The UK Government resolutely backed Israel in the conflict, insisting Tel Aviv “has a legitimate right to self-defence and to defend its citizens from attack.”

James Cleverly, the Minister of State for the Middle East and North Africa, told Parliament on May 20 that the UK “unequivocally condemns the firing of rockets at Jerusalem and other locations within Israel. We strongly condemn these acts of terrorism by Hamas and other terrorist groups, who must permanently end their incitement and rocket fire against Israel. There is no justification for the targeting of civilians.”

However, he did not condemn Israel for its indiscriminate bombing of Gaza strip killing Palestinian civilians.

He criticised Israel for destroying buildings in Gaza. “We are aware of medical institutions, several schools and many homes in Gaza that have been destroyed or seriously damaged, and we are concerned that buildings housing media and humanitarian organisations such as Qatar Red Crescent have been destroyed. We call on Israel to adhere to the principles of necessity and proportionality when defending its legitimate security interests.”

The UK voted against a UN resolution to establish an inquiry into Human Rights violations in Occupied Palestinian Territory including East Jerusalem & Israel.Despite the Government’s stance, Parliament will debate the introduction of sanctions against Israel on June 14 after a petition calling for sanctions reached over 380,100 signatures on May 23.

The text of the petition reads: “The Government should introduce sanctions against Israel, including blocking all trade, and in particular arms. Its disproportionate treatment of Palestinians and settlements that are regarded by the international community as illegal are an affront to civilised society.”

On June 8 the Foreign, Office (FCDO) issued its response to a petition which in summary stated that ‘the UK is firmly opposed to boycotts or sanctions against Israel. Our close and varied relationship means we are able to express clearly when we disagree.’

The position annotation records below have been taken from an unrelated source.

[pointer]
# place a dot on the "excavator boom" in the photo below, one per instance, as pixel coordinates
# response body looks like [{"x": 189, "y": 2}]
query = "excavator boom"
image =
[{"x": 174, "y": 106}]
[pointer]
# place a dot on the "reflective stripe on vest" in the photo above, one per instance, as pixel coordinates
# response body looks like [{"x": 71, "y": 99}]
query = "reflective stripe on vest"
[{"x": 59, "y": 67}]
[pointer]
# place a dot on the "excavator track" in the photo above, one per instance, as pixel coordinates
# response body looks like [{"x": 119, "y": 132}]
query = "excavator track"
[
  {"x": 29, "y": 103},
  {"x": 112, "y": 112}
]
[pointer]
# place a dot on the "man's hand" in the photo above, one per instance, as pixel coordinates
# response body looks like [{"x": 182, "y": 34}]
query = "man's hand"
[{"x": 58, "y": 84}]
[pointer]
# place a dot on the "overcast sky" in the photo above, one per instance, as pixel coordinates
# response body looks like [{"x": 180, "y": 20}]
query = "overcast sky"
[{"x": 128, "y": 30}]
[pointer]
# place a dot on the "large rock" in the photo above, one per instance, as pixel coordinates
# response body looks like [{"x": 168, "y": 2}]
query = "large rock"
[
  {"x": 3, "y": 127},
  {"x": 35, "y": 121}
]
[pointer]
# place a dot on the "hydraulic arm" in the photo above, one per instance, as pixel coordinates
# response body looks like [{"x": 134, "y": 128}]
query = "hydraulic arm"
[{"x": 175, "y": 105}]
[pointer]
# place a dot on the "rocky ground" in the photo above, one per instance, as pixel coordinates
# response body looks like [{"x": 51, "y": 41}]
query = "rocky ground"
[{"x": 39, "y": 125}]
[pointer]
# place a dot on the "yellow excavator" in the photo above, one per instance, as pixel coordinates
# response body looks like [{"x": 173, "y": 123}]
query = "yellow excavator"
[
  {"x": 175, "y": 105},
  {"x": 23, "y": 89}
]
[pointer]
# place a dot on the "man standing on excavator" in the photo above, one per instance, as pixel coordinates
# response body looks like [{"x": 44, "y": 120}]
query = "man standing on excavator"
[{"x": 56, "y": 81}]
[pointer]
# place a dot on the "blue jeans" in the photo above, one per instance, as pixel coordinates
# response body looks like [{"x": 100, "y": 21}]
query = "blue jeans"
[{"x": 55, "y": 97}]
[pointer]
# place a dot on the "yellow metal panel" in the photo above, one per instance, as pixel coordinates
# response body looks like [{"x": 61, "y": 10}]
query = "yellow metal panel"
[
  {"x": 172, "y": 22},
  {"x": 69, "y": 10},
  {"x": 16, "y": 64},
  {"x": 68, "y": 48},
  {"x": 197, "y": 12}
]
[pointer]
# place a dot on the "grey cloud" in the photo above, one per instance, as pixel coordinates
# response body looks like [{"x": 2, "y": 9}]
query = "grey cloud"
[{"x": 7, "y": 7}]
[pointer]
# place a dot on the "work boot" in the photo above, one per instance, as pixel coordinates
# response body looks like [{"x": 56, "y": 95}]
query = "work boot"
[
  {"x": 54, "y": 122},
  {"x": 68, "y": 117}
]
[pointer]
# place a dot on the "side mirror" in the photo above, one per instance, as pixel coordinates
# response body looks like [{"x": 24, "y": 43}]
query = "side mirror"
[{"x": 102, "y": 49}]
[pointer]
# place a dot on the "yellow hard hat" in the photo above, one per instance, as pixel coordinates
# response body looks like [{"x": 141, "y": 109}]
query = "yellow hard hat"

On individual businesses operating in illegal Jewish settlements, the FCDO said it ‘advise British businesses to bear in mind the British Government’s view on the illegality of settlements under international law’. But noted that ‘ultimately, it will be the decision of an individual or company whether to operate in settlements in the Occupied Palestinian Territories, but the British Government would neither encourage nor offer support to such activity.’